Cemil Meriç, Saint
Simon İlk Sosyolog İlk Sosyalist adlı eserinin bir bölümünde, Simon ve
Marx’ı karşılaştırarak ilk sosyalist olarak Simon’u gösterirken, iki düşünürün
sosyalizm açısından benzerlik ve farklılıklarını ortaya koymuştur.

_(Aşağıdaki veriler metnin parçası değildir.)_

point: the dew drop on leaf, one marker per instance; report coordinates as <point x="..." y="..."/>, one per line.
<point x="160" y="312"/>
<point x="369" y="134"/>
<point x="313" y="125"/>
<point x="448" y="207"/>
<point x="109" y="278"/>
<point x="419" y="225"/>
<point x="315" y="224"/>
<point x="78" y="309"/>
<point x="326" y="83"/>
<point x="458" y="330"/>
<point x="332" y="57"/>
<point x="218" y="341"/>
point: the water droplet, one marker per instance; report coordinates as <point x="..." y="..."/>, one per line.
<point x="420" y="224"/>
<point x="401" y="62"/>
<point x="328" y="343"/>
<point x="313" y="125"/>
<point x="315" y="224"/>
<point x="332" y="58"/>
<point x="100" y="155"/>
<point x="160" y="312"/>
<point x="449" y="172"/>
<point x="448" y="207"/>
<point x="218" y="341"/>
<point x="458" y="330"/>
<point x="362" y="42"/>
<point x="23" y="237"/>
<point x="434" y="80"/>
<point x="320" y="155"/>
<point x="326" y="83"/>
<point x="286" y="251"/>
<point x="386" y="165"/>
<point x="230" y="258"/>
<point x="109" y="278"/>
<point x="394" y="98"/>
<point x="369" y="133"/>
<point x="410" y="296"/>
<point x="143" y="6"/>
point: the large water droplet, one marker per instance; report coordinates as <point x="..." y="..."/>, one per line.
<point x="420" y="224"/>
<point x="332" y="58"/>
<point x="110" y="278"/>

Marx’a Simon’u ilk tanıtan kişi kayınpederi Ludwig
von Westphalen’ dir. Daha sonra Bonn Üniversitedeki Hocası Gans aracılığı ile
Simonculuğu öğrenir. Kendinden altı yaş büyük olan ve birlikte “Alman
İdeolojisi” eserini yazdığı Hess aracılığı ile de üçüncü kez Simon’la temasa
geçer. Marx böylece 1843’te Paris’e gitmeden önce Simon’un tüm eserlerini
okumuştur. Bu da Marx'ın düşüncelerinde Simon'dan da etkilendiğini bize
gösterir.
Şimdi gelelim Simon ve Marx’ın benzerlik ve
farklılıklarına;
1. Cemil Meriç’in bu konudaki en genel
değerlendirmesi; Simon’un sosyalizminin Marx’tan farklı olarak tüm toplumun
refahına dayalı, aristokrat bir sosyalizm olmasıdır.

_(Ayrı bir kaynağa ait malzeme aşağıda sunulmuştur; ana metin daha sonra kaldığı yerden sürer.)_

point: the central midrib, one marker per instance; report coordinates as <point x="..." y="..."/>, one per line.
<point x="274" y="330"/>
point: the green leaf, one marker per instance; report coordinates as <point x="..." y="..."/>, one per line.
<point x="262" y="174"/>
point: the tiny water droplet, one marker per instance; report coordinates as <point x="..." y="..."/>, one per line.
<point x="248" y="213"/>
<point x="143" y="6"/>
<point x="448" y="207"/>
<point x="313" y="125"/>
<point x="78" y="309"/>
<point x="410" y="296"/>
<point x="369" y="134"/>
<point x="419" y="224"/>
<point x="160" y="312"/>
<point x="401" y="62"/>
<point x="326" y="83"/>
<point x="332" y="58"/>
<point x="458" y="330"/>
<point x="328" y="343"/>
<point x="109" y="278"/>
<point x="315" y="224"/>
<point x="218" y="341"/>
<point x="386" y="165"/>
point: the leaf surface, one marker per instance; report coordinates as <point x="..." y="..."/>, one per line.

2. Meriç’e göre Marx, Simon’un asıl şakirdidir ve
Marx sosyalizmi, Simonculuğun tabii sonucudur.
3. Her iki düşünür de doktrinlerini tarih ve
iktisada dayandırmaktadır.
4. Üretim ikisi için de birincil önemdedir ve
üretimi artırmanın yolu da, toplumu ekonomik planda düzenlemektir.
5. Simon sosyolojiye sosyal fizyoloji adını
verirken, Marx sosyal praksisin tetkiki demektedir.

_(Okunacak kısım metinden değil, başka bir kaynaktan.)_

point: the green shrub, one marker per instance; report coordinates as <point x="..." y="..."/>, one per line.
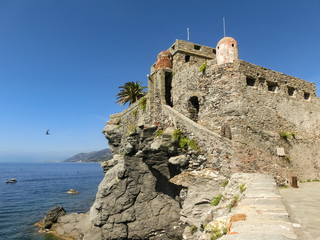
<point x="183" y="142"/>
<point x="203" y="67"/>
<point x="224" y="183"/>
<point x="142" y="103"/>
<point x="217" y="233"/>
<point x="215" y="201"/>
<point x="158" y="133"/>
<point x="288" y="158"/>
<point x="192" y="144"/>
<point x="131" y="129"/>
<point x="193" y="229"/>
<point x="135" y="112"/>
<point x="285" y="135"/>
<point x="176" y="135"/>
<point x="242" y="188"/>
<point x="233" y="202"/>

6. İkisi de toplumla fertlerin hareket halinde
olduğunu ve üretmeye çalışırken kendilerini yarattıklarını söylemektedir. Bu
üretim hem ferdi hem de kolektiftir.
7. Simon’a göre toplum, amacı tabiata hükmetmek
olan bir atölyedir ve bu üretim esnasında kendisini, dolayısıyla ferdi ve
tarihi de üretir. Marx da aynı şekilde üretimlerin, insanı ve toplumu
ürettiğini düşünür.
8. Her ikisi de yabancılaşma hususuna farklı
şekillerde de olsa değinir. Simon’un yabancılaşması, gerçekçi üretimi kamufle
eden, rejimlerden doğan fetih, yağma, kölelik gibi üretim tarzlarıdır. Marx
ise, yabancılaşmayı, işçi sınıfını sömüren özel mülkiyet, para ve devletin
sosyal hamleleri kösteklemesi olarak görür.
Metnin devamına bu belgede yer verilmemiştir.